Federal grant supports Minot State Psychology students
MINOT, N.D. (KMOT) – Minot State University’s school psychology program has received a $4.3 million grant from the Department of Education.
The series of events that leads someone to decide where to plant their career goals is unpredictable.
Taylor Smock, a first-year graduate student at Minot State, has a family loosely connected to the field. Her dad was a special ed teacher, for example.
“I was like, ‘What is school psychology?’ Then I got into it and I was like, ‘Oh, this looks really interesting,’” said Smock.
Another student said they got advice from an aunt who works as a school psychologist in Grand Forks schools.

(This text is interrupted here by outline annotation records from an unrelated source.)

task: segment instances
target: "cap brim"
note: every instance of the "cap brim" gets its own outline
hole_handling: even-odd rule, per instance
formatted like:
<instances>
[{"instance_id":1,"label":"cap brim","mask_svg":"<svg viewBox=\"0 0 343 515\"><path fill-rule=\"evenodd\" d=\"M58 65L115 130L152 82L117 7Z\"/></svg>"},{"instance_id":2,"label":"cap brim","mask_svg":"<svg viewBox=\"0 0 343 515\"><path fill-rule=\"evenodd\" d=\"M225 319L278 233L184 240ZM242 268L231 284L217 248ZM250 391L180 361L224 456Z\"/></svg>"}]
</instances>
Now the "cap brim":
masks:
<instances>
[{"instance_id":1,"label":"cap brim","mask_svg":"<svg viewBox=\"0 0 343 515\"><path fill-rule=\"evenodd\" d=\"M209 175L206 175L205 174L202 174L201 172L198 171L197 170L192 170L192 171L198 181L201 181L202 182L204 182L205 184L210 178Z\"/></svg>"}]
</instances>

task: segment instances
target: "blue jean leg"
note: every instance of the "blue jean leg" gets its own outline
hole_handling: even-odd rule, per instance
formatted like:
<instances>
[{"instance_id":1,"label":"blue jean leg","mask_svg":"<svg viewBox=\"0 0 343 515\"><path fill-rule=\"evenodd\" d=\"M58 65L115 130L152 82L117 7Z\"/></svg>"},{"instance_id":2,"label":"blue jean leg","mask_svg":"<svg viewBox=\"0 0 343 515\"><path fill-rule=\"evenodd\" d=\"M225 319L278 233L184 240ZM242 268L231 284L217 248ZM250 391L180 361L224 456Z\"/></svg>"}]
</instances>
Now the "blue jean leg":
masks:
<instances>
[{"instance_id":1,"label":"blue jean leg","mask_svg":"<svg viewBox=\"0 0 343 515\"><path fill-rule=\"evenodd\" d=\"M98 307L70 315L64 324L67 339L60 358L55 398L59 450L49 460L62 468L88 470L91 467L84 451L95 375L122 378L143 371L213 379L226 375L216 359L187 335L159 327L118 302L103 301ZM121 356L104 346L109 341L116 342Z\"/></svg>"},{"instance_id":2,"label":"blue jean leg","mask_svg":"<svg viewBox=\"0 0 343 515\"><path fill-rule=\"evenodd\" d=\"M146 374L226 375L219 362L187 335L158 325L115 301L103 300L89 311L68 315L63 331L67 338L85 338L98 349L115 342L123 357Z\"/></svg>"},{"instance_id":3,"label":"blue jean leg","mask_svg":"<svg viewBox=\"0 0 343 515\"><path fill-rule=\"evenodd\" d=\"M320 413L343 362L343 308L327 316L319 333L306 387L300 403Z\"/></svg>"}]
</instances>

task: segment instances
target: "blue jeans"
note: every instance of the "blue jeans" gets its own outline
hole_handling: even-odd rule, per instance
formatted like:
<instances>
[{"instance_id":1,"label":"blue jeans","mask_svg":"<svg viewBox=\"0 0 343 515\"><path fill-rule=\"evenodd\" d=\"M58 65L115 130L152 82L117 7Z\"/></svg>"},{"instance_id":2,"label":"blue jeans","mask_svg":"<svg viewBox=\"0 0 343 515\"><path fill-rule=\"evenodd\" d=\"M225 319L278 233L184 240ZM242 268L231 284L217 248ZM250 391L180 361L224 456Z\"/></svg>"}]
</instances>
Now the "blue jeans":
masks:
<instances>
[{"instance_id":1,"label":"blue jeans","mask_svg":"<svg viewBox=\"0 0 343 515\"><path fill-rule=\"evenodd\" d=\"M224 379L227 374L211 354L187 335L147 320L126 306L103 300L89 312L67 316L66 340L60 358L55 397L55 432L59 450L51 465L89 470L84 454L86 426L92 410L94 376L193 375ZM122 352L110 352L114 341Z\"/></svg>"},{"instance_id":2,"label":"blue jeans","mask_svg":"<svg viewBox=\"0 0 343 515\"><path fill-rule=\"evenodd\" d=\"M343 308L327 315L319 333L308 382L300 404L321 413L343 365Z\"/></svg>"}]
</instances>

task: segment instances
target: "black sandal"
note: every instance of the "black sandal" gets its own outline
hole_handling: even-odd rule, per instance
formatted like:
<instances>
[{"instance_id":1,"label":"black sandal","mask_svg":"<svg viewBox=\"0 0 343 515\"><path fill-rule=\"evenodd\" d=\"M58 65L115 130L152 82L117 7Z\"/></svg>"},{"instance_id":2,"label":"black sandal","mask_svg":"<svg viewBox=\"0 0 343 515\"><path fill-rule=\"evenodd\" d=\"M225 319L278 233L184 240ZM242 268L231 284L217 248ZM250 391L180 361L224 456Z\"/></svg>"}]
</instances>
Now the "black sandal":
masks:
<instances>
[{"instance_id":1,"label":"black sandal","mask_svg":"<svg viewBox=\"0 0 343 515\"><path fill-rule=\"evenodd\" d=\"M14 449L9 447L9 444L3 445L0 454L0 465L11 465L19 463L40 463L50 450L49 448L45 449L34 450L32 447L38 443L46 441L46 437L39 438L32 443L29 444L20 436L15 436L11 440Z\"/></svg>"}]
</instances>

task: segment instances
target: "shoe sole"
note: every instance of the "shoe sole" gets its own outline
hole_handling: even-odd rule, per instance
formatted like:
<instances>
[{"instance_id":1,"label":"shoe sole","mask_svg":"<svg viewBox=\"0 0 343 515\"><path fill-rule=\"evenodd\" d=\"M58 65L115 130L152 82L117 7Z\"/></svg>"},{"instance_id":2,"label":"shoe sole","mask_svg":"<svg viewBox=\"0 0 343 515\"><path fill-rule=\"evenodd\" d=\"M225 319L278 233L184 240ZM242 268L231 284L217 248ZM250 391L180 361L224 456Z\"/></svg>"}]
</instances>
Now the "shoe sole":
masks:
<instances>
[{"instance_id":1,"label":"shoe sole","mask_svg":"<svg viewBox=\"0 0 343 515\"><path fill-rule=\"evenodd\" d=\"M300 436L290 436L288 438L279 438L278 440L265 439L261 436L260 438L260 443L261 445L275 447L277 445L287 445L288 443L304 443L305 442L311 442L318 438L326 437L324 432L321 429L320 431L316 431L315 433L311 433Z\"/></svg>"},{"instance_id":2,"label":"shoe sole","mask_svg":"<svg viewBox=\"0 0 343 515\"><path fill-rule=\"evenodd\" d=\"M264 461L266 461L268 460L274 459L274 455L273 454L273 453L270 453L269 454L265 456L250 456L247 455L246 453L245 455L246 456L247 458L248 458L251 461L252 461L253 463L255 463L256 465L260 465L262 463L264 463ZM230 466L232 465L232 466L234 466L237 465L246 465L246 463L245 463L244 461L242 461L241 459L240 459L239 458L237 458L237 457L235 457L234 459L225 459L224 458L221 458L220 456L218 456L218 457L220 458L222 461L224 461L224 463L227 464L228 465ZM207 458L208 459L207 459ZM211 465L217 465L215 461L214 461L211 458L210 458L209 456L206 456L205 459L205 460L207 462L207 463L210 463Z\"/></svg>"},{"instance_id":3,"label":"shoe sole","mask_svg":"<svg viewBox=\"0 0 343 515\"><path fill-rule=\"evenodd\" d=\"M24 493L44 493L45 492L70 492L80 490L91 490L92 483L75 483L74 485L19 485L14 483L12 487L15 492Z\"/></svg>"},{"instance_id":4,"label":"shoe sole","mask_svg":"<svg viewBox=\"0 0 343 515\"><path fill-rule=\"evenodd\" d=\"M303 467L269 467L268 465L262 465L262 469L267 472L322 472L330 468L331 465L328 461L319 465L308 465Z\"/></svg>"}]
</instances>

“She was like, ‘This is a good opportunity. I know you would do well. You’ll really excel in your courses. This is something you should really look into.’ I’m so glad I listened to her,” said Kandace Desjarlais, student.
Current and incoming students to the MSU school psychology program will get tuition, books, fees and other resources covered by this grant.
“It’s a wonderful thing and a difficult grant to get, too, which speaks to Dr. Craven’s work on that,” said Dr. Ethan Valentine, assistant psychology professor.
The grant includes childcare allowances and funding for training opportunities outside North Dakota.
“To be honest, it feels really good. Not only will I get to work with people on the reservation, like Native Americans on the reservation, which I’ve never done before; and going to NASP (National Association of School Psychologists),” said Smock.
The $4.3 million grant will be spread across five years to serve roughly 30 students.
Dr. Penny Craven, director of the school psychology program, said it has increased applications.
“The purpose was to really lift all barriers from students from diverse backgrounds and from low-income backgrounds,” said Craven.
Craven said there should be one psychologist for every 500 students, but as it stands there is currently one psychologist for every 1,700 students.
Once their schooling is over, recipients have a three-year service requirement at a North Dakota school in need of school psychologists.